Maintaining the Illusion of Stability Now Requires Ever-Greater Extremes
This much-needed re-set to an economy that serves the many rather than the few is what the Powers That Be are so fearful of.
On the surface, everything still looks remarkably stable in the core industrial economies. The stock markets in Japan, Germany and the U.S. are only a few percentage points off their highs, and we’re constantly assured that inflation no longer exists and official unemployment is low.
In other words, other than the spot of bother in Greece, life is good. Anyone who signs on the dotted line for easy credit can go to college, buy a car or house or get another credit card.
With more credit, everything becomes possible. With unlimited credit, the sky’s the limit, and it shows.
Europe is awash with tourists from the U.S., China and elsewhere, and restaurants are jammed in San Francisco and New York City, where small flats now routinely fetch well over $1 million.
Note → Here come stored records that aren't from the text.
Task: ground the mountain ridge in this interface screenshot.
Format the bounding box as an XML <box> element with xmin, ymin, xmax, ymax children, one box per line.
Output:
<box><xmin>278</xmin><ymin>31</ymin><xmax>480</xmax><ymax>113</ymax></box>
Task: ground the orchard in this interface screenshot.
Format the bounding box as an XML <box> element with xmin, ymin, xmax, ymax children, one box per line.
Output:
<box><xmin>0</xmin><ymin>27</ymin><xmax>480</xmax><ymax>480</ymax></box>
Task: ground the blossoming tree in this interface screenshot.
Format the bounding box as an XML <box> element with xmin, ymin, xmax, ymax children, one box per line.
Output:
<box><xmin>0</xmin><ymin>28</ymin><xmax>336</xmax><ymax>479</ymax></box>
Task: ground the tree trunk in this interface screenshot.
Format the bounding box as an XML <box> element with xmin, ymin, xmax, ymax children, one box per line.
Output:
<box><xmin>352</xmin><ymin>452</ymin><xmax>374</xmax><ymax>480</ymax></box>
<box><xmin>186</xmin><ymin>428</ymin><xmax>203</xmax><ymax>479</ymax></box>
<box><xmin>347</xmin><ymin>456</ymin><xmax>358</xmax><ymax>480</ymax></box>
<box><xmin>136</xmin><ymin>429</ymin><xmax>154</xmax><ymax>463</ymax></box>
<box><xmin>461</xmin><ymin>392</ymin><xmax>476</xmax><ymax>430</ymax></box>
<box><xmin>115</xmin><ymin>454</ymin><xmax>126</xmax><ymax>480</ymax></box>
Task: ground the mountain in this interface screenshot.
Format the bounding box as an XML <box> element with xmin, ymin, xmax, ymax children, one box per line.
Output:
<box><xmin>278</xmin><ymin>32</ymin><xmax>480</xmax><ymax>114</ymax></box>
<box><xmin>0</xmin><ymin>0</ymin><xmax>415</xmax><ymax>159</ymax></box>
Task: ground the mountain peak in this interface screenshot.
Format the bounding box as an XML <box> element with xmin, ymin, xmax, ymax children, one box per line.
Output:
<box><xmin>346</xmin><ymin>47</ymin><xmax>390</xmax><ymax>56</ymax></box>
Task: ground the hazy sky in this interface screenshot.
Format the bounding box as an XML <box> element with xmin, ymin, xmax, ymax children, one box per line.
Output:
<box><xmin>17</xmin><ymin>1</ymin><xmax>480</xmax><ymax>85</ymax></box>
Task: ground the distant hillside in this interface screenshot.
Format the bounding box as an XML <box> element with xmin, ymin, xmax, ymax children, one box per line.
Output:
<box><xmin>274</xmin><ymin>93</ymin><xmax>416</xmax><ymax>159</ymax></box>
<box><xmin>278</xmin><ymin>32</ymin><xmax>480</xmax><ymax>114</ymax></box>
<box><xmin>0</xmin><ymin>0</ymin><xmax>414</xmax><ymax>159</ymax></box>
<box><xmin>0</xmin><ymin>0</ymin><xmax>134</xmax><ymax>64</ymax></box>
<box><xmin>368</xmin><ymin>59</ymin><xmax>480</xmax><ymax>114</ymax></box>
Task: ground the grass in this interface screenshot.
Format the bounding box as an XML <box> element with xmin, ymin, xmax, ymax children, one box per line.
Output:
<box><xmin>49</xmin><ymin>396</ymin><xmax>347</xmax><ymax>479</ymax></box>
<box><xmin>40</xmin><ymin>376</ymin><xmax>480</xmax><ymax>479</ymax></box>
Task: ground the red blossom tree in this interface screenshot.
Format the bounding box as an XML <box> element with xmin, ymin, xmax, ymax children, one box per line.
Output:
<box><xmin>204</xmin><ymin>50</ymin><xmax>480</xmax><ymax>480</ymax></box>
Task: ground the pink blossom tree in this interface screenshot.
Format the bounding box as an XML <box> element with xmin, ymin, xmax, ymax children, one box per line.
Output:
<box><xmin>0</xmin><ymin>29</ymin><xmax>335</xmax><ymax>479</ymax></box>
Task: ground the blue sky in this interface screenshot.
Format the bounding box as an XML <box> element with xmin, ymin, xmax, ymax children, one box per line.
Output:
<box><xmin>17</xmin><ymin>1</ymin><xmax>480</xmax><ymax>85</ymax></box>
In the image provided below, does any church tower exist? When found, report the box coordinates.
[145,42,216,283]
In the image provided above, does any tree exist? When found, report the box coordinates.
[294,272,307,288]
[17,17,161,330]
In politics, the American public is being offered a choice of two calcified, dysfunctional aristocracies in 2016: brittleness is being passed off as stability, not just in politics but in the economy and the cultural zeitgeist.
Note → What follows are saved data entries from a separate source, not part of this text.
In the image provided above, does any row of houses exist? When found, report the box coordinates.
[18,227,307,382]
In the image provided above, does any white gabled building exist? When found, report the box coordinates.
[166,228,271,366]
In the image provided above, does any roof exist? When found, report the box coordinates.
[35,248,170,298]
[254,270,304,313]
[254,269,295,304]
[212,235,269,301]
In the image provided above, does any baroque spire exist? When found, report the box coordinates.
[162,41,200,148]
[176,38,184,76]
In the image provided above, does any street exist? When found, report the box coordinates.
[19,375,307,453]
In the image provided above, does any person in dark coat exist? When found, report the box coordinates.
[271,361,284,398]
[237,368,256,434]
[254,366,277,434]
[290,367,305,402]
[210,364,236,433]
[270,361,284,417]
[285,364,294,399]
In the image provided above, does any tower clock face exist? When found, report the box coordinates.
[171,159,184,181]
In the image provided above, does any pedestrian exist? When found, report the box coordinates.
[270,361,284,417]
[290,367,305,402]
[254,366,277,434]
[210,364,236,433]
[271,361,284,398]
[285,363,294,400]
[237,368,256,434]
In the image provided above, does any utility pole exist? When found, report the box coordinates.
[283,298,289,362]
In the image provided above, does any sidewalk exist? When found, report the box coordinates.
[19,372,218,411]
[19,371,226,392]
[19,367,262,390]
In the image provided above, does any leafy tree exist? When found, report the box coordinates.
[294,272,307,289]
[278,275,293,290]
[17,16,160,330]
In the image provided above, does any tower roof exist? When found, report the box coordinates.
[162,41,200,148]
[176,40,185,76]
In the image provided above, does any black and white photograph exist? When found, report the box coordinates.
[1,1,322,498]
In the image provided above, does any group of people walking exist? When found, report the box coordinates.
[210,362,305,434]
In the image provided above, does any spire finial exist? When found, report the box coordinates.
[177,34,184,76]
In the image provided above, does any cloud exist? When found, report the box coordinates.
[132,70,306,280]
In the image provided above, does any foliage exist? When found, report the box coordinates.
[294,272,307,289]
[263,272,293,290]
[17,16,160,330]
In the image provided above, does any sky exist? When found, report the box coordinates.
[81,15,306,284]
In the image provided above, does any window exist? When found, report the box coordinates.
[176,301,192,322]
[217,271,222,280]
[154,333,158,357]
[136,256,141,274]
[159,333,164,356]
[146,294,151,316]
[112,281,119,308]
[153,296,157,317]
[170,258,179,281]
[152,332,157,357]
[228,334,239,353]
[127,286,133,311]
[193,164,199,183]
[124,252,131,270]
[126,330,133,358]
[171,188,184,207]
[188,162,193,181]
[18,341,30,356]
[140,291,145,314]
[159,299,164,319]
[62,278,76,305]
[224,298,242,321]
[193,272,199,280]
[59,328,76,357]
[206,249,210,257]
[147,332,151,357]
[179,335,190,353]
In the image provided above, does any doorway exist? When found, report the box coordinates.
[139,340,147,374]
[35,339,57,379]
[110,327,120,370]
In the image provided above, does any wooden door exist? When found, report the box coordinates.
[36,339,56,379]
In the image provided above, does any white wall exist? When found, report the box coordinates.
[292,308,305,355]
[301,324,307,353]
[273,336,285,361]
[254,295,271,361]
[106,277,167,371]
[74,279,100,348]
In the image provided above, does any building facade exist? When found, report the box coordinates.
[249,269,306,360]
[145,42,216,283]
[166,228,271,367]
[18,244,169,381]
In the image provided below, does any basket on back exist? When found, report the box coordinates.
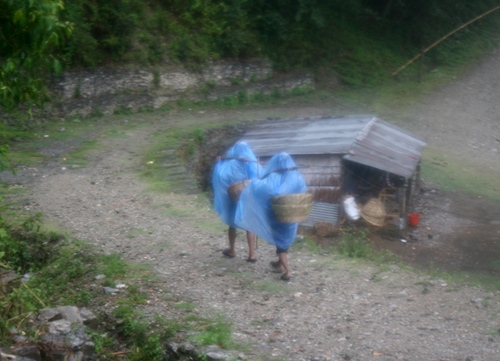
[228,180,251,203]
[271,193,314,223]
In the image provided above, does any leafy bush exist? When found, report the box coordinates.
[0,214,63,274]
[0,0,71,110]
[189,314,235,349]
[337,227,373,259]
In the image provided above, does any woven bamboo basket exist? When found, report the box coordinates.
[271,193,314,223]
[360,198,386,227]
[228,180,251,202]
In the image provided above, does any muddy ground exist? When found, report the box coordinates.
[2,48,500,360]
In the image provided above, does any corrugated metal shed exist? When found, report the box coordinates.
[241,115,427,178]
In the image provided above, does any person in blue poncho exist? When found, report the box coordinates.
[212,142,262,262]
[235,152,307,281]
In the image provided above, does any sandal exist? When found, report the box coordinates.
[222,249,236,258]
[246,258,257,263]
[270,261,283,273]
[280,274,291,281]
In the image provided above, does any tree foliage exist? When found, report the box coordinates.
[0,0,499,110]
[0,0,72,111]
[57,0,500,71]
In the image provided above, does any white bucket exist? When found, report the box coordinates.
[343,196,360,220]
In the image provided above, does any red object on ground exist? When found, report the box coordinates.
[408,213,420,227]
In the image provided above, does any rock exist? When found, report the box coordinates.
[178,342,196,353]
[1,344,41,361]
[48,320,72,334]
[12,335,28,344]
[55,306,85,324]
[79,308,98,329]
[472,298,484,309]
[206,351,231,360]
[102,287,118,294]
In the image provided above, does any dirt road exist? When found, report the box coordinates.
[5,49,500,360]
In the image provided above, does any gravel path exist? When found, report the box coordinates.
[10,49,500,360]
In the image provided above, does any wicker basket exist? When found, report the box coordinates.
[271,193,314,223]
[360,198,386,227]
[228,180,251,202]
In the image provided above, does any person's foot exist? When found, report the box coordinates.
[222,248,236,258]
[270,260,283,273]
[280,273,291,281]
[246,258,257,263]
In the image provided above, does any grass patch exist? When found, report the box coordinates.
[7,151,47,166]
[442,271,500,292]
[188,314,235,350]
[336,228,373,259]
[174,302,197,311]
[96,254,127,279]
[126,227,150,239]
[62,139,99,166]
[0,183,26,196]
[421,147,500,202]
[192,218,227,234]
[296,227,397,268]
[138,126,202,194]
[0,219,216,358]
[414,267,500,292]
[251,280,290,293]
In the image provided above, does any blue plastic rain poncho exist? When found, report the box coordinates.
[212,142,262,228]
[235,152,307,250]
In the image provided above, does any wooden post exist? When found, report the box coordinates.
[398,187,406,232]
[406,176,414,213]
But surface stability is all the status quo can manage at this point, because the machine is shaking itself to pieces just maintaining the brittle illusion of prosperity and order.
Consider what happened in Greece beneath the surface theatrics.
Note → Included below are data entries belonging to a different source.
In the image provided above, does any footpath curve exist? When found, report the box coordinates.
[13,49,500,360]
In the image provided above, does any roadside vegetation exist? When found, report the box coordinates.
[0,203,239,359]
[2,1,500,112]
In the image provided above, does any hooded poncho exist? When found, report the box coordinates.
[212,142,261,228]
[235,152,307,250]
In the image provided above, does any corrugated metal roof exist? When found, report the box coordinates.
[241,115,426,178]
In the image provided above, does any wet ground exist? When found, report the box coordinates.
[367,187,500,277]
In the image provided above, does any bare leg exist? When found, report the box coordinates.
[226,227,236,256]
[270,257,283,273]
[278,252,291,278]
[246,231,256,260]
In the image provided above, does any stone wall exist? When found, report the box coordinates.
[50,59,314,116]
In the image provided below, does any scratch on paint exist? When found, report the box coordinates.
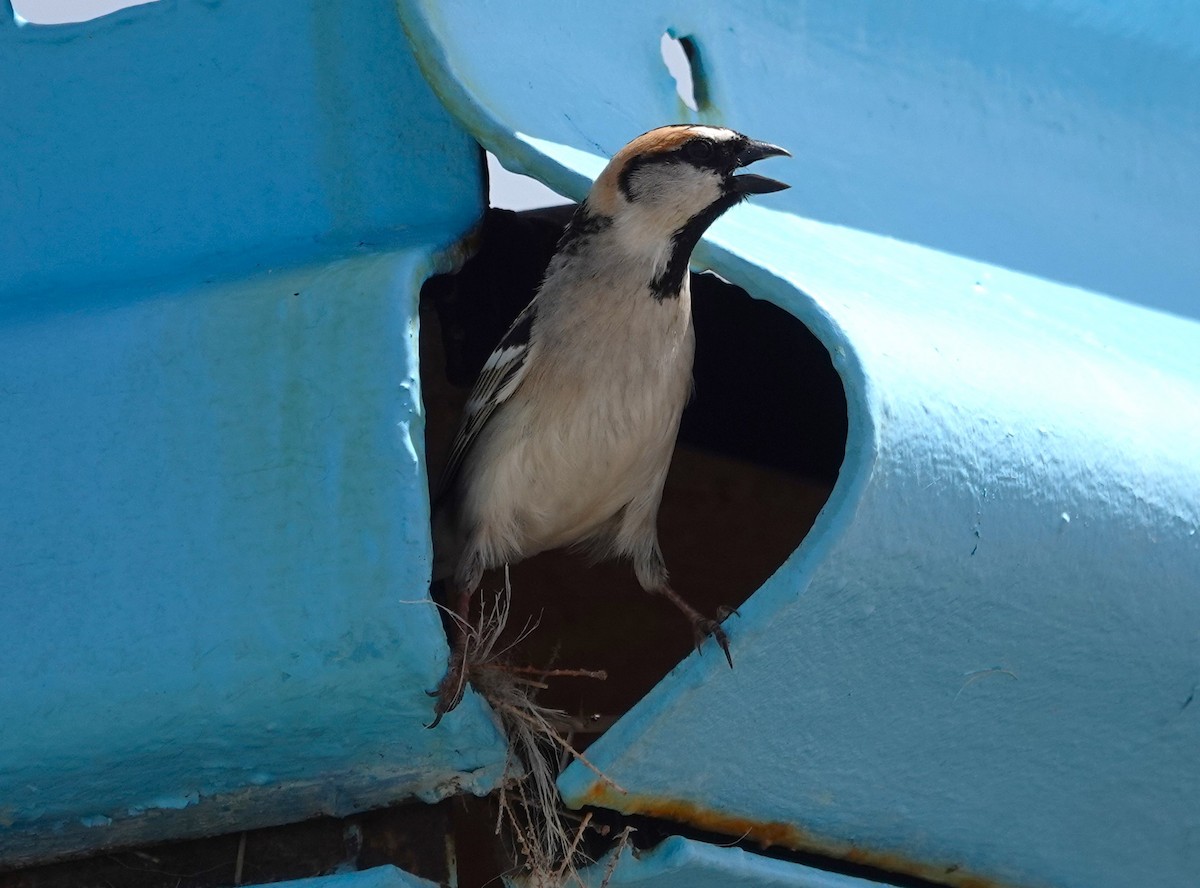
[955,667,1018,700]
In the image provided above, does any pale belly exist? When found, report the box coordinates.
[462,347,690,565]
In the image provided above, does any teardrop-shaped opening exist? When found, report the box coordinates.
[660,31,707,112]
[420,202,847,750]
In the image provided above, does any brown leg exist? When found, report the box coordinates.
[425,583,474,729]
[651,584,736,668]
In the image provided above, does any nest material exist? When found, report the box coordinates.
[459,574,629,887]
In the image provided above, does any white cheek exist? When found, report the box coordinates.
[669,166,724,217]
[609,163,727,273]
[631,165,724,228]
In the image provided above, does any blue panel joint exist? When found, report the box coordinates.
[0,0,505,866]
[396,3,1200,888]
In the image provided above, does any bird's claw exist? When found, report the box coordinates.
[693,617,734,669]
[716,604,741,621]
[424,656,468,729]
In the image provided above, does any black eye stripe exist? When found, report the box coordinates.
[616,133,746,199]
[680,135,743,171]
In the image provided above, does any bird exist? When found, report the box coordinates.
[427,124,789,727]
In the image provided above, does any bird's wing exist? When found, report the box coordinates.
[435,301,538,502]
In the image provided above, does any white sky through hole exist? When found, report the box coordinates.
[12,0,157,25]
[660,32,699,111]
[486,153,571,211]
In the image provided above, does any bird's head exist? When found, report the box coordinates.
[593,125,790,222]
[585,125,789,293]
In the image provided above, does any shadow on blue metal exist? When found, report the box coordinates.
[0,0,505,867]
[397,2,1200,887]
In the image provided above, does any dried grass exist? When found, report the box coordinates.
[405,571,630,886]
[462,571,625,887]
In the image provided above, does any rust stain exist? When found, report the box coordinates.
[578,784,1016,888]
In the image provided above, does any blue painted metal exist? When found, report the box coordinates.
[398,3,1200,887]
[0,0,478,302]
[249,865,437,888]
[581,837,889,888]
[0,0,505,866]
[399,0,1200,322]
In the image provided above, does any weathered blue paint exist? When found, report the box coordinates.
[0,0,505,866]
[398,3,1200,887]
[249,865,437,888]
[582,837,888,888]
[0,0,480,303]
[399,0,1200,322]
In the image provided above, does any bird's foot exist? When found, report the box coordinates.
[651,584,739,669]
[692,612,736,669]
[689,605,739,668]
[425,650,469,729]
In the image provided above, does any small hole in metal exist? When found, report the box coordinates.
[661,32,701,112]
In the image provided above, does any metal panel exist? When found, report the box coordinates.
[397,3,1200,887]
[397,0,1200,321]
[0,0,480,301]
[0,0,505,865]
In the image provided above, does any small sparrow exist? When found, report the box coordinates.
[428,125,789,726]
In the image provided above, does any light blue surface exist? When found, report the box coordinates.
[581,837,887,888]
[0,0,478,303]
[401,0,1200,321]
[399,3,1200,887]
[0,0,504,866]
[252,865,437,888]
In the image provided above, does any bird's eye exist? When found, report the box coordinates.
[685,139,714,162]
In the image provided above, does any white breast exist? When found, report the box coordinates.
[460,268,694,570]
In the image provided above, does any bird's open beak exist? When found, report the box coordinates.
[731,140,790,194]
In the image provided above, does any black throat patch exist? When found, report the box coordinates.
[649,191,744,301]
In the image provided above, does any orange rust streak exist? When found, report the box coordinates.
[578,784,1016,888]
1. Goldman Sachs conspired with Greece’s corrupt kleptocracy to conjure up an illusion of solvency and fiscal prudence so Greece could join the Eurozone.
2. Vested interests and insiders gorged on the credit being offered by German and French banks, enriching themselves to the tune of tens of billions of euros, which were transferred to private accounts in Switzerland at the first whiff of trouble. When informed of this, Greek authorities took no action; after all, why track down your cronies and force them to pay taxes when tax evasion is the status quo for financial elites?